AUTHOR=Pieren Daan K. J. , Smits Noortje A. M. , Imholz Sandra , Nagarajah Bhawani , van Oostrom Conny T. , Brandt Renata M. C. , Vermeij Wilbert P. , Dollé Martijn E. T. , Guichelaar Teun
TITLE=Compromised DNA Repair Promotes the Accumulation of Regulatory T Cells With an Aging-Related Phenotype and Responsiveness
JOURNAL=Frontiers in Aging
VOLUME=2
YEAR=2021
URL=https://www.frontiersin.org/journals/aging/articles/10.3389/fragi.2021.667193
DOI=10.3389/fragi.2021.667193
ISSN=2673-6217
ABSTRACT=
Decline of immune function during aging has in part been ascribed to the accumulation of regulatory T cells (Tregs) and decreased T-cell responses with age. Aside from changes to T cells that occur over a lifetime, the impact of intracellular aging processes such as compromised DNA repair on T cells remains incompletely defined. Here we aimed to define the impact of compromised DNA repair on T-cell phenotype and responsiveness by studying T cells from mice with a deficiency in their DNA excision-repair gene Ercc1. These Ercc1 mutant (Ercc1−/Δ7) mice show accumulation of nuclear DNA damage resulting in accelerated aging. Similarly to wild-type aged mice, Ercc1−/Δ7 mice accumulated Tregs with reduced CD25 and increased PD-1 expression among their naive T cells.
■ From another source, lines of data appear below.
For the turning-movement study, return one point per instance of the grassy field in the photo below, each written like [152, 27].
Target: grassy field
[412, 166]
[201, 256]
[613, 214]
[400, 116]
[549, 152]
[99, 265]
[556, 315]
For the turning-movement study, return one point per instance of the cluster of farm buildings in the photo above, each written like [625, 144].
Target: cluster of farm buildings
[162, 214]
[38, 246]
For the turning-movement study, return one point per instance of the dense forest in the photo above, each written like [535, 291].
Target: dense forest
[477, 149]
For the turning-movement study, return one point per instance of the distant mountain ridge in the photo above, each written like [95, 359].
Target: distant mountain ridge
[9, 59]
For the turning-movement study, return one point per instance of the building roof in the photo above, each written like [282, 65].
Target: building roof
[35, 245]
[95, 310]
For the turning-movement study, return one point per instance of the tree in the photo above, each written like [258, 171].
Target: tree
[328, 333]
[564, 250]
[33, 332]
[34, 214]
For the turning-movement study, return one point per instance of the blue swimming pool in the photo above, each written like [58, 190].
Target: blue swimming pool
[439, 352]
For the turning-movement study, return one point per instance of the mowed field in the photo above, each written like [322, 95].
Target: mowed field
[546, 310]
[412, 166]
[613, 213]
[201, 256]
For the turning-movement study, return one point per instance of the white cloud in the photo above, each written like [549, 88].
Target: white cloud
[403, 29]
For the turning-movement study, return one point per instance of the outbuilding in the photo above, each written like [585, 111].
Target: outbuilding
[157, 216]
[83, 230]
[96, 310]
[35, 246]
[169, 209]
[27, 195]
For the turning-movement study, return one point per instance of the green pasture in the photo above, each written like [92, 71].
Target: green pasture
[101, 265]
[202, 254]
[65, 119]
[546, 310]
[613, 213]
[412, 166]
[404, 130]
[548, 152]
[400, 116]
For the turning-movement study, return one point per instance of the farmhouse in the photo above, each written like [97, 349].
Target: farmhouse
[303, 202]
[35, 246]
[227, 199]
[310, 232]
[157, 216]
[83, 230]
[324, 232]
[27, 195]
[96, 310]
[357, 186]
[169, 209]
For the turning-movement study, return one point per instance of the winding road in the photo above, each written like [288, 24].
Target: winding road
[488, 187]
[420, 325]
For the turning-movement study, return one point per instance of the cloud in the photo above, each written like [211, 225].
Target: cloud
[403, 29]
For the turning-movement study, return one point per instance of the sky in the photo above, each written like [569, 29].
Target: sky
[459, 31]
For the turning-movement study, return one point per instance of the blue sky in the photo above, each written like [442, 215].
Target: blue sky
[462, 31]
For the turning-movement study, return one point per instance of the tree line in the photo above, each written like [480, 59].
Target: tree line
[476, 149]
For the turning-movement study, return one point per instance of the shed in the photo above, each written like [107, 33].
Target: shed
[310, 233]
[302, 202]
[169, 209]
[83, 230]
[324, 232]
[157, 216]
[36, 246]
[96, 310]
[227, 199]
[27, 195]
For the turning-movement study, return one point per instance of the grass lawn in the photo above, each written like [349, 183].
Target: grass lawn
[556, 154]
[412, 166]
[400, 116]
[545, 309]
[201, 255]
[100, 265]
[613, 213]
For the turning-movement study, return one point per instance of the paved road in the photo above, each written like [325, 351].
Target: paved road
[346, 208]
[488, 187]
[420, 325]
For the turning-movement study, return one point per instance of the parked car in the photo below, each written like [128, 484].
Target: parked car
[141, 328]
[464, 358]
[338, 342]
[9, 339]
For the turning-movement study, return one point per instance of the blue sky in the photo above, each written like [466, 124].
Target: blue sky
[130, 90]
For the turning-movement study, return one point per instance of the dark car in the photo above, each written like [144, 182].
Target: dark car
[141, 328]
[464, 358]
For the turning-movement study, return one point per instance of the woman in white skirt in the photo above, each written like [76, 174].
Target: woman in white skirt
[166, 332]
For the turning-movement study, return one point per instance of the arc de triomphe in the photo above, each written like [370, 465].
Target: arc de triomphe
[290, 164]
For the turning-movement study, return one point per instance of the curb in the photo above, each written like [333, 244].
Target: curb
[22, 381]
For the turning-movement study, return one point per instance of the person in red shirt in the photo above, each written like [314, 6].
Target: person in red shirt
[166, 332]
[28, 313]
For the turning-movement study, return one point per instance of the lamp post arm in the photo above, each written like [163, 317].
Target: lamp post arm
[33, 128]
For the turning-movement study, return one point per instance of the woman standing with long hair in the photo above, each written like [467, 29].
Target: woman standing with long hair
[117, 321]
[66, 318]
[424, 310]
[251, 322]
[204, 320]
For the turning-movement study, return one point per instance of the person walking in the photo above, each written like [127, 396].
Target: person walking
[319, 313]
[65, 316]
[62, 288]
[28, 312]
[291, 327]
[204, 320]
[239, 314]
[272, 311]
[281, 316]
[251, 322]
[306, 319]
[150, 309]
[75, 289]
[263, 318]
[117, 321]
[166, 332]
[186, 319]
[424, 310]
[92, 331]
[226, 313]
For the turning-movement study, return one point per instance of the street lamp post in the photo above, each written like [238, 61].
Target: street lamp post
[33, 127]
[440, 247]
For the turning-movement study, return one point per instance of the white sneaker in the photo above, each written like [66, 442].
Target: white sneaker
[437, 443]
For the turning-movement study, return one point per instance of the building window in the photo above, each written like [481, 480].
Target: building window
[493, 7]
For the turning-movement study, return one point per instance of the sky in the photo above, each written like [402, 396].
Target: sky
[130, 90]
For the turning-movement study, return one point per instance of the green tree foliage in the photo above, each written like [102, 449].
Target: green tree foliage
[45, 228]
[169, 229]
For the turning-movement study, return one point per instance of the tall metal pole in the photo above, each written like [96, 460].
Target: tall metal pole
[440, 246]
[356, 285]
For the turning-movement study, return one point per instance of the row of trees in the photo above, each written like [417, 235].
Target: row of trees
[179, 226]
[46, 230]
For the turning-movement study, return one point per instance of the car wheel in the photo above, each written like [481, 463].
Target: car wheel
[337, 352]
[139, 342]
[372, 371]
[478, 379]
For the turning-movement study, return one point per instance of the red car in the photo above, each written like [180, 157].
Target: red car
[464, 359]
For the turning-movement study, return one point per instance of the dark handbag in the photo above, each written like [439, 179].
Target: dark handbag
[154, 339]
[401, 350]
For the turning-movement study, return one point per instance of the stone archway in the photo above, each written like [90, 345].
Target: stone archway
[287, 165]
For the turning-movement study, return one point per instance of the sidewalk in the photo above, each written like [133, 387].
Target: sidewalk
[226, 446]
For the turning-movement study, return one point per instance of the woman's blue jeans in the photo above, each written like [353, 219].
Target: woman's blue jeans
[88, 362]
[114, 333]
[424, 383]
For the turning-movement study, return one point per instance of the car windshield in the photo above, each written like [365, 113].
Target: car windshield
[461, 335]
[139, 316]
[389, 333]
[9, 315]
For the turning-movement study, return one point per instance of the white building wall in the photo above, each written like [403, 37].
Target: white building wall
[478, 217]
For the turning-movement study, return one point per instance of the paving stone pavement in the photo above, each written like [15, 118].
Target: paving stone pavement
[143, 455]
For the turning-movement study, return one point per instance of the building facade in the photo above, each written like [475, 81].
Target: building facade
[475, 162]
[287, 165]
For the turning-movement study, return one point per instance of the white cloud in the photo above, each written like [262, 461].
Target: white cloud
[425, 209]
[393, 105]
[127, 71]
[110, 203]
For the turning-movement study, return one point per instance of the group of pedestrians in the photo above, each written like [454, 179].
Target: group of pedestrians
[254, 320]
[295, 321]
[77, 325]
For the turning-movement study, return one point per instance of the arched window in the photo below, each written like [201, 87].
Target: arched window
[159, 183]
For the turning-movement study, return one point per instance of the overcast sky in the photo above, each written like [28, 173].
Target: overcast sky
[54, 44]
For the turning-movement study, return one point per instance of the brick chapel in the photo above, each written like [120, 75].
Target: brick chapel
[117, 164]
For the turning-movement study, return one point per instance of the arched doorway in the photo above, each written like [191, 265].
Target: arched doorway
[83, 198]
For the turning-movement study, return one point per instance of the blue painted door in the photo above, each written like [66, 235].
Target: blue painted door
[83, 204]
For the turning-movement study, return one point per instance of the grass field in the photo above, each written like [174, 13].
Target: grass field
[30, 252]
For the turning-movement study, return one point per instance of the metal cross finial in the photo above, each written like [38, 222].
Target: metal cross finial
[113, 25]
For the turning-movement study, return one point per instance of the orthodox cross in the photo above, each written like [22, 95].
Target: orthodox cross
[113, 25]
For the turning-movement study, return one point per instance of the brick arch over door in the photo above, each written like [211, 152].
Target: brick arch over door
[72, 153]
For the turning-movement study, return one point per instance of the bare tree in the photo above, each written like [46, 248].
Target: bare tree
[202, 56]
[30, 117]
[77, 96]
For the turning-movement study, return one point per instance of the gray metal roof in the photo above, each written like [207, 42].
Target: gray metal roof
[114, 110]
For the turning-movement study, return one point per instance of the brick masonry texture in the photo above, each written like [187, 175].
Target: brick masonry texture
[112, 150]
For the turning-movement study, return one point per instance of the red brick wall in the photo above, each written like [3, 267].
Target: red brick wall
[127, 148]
Ercc1-deficiency limited the capacity of Tregs, helper T cells, and cytotoxic T cells to proliferate and upregulate CD25 in response to T-cell receptor- and IL-2-mediated stimulation. The recent demonstration that the mammalian target of rapamycin (mTOR) may impair DNA repair lead us to hypothesize that changes induced in the T-cell population by compromised DNA repair may be slowed down or reversed by blocking mTOR with rapamycin. In vivo dietary treatment of Ercc1−/Δ7 mice with rapamycin did not reduce Treg levels, but highly increased the proportion of CD25+ and PD-1+ memory Tregs instead. Our study elucidates that compromised DNA repair promotes the accumulation of Tregs with an aging-related phenotype and causes reduced T-cell responsiveness, which may be independent of mTOR activation.